American pianist (1898–1962)

Elsie Barge (October 12, 1898 – December 16, 1962) was an American pianist, music educator, and clubwoman.

== Early life ==
Elsie Thomas Barge was born in Cordele, Georgia and raised in Brookhaven, Mississippi, the daughter of Thomas Cicero Barge and Laura Douglas Wilkins Barge. Her father was a businessman. Both of her parents were from Georgia. Her grandfather James Madison Barge was a Confederate States Army veteran of the American Civil War. As a young woman, she performed with her younger sister Frances, a violinist.

Barge graduated from Brookhaven High School in 1914. She studied piano with Theodor Bohlmann of the Cincinnati Conservatory of Music, and with Harold von Mickwitz and Rudolph Ganz in Chicago.

== Career ==
Barge was a concert pianist and performed with the Cincinnati Symphony Orchestra under Eugène Ysaÿe. She accompanied singers including Frances Ingram. She was a piano teacher at the Chicago Musical College, and at Stuart Hall in Virginia. She ran a music school, was a Baptist church music director, and arranged and performed in musical programs in St.
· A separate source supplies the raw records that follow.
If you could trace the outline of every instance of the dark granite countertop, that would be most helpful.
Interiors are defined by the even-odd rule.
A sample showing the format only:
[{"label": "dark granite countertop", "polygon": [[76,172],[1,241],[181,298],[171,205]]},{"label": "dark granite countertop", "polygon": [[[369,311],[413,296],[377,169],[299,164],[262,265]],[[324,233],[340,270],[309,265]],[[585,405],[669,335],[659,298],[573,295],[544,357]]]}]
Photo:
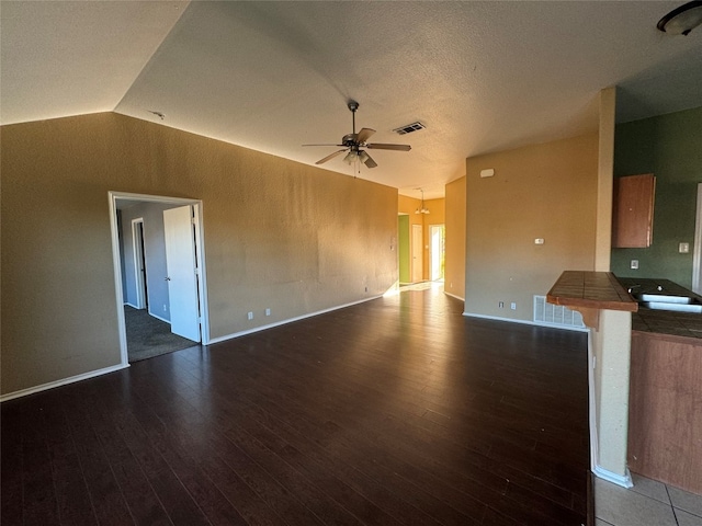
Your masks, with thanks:
[{"label": "dark granite countertop", "polygon": [[[633,293],[655,293],[658,285],[663,284],[668,291],[675,290],[681,296],[690,295],[699,298],[699,296],[691,290],[667,279],[634,277],[618,277],[618,279],[626,289],[638,285],[638,287],[634,288]],[[638,311],[632,312],[632,330],[702,339],[702,313],[652,310],[639,305]]]}]

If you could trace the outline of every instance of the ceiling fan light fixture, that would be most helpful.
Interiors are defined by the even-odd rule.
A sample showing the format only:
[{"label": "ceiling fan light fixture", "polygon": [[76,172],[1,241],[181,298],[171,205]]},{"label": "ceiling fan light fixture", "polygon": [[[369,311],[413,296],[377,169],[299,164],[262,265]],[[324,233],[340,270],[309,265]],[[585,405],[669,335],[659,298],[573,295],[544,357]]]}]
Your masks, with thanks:
[{"label": "ceiling fan light fixture", "polygon": [[417,188],[421,192],[421,208],[417,208],[415,214],[431,214],[429,208],[424,206],[424,191],[422,188]]},{"label": "ceiling fan light fixture", "polygon": [[683,3],[658,21],[656,27],[671,35],[687,35],[702,24],[702,1]]}]

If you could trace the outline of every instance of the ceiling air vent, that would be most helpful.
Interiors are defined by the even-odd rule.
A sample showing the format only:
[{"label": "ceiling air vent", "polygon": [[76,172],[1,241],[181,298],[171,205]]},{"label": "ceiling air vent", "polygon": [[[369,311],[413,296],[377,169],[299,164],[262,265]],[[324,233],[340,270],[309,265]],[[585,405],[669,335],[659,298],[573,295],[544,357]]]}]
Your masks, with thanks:
[{"label": "ceiling air vent", "polygon": [[407,124],[405,126],[400,126],[399,128],[395,128],[393,132],[395,132],[397,135],[407,135],[407,134],[411,134],[412,132],[424,129],[427,126],[424,126],[418,121],[416,123]]}]

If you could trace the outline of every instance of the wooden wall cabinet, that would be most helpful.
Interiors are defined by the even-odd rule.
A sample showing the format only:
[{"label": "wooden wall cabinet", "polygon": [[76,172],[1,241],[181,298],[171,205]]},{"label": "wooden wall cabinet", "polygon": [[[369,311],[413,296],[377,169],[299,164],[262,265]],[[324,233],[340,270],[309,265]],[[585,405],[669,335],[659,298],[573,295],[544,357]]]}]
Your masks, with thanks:
[{"label": "wooden wall cabinet", "polygon": [[650,247],[654,229],[656,178],[653,173],[614,178],[612,247]]}]

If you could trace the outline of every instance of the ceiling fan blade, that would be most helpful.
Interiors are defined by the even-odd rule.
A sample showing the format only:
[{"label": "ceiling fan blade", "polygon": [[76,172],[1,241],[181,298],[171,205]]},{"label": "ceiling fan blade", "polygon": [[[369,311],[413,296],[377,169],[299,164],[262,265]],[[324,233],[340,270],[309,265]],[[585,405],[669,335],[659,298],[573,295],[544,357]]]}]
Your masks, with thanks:
[{"label": "ceiling fan blade", "polygon": [[371,136],[375,133],[374,129],[371,128],[361,128],[361,132],[359,132],[359,134],[355,136],[355,141],[359,145],[362,145],[363,142],[365,142],[366,140],[369,140],[371,138]]},{"label": "ceiling fan blade", "polygon": [[412,149],[412,147],[409,145],[384,145],[382,142],[365,145],[365,147],[370,149],[375,149],[375,150],[397,150],[397,151],[409,151]]},{"label": "ceiling fan blade", "polygon": [[365,160],[363,161],[363,164],[365,164],[366,168],[375,168],[375,167],[377,167],[377,162],[375,162],[373,160],[373,158],[367,155],[367,152],[365,153],[364,157],[365,157]]},{"label": "ceiling fan blade", "polygon": [[340,156],[341,153],[343,153],[344,151],[347,151],[347,148],[344,148],[343,150],[338,150],[335,151],[333,153],[328,155],[327,157],[325,157],[324,159],[319,159],[317,162],[315,162],[315,164],[322,164],[331,159],[333,159],[337,156]]}]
Petersburg, Florida, from 1928 into the 1930s.

Later in life, Barge taught music in the schools of Brookhaven. She was also a speaker for the Mississippi Agricultural and Industrial Board. She organized the Fine Artists Series in Brookhaven, and founded the town's music club. She was active in the Mississippi Federation of Business and Professional Women's Clubs, and the Mississippi Federation of Music Clubs. A scholarship to attend the latter federation's Transylvania Music Camp was named for Barge.

== Personal life ==
Elsie Barge married twice, first to Scottish-born Chicago press agent Gardner Frederick Wilson in 1925. They had a daughter, Patrycia (1926–2000). She married again to chiropractor Morris Cook Hennington Sr. Elsie Barge Hennington died in 1962, aged 64 years, at a hospital in Jackson, Mississippi.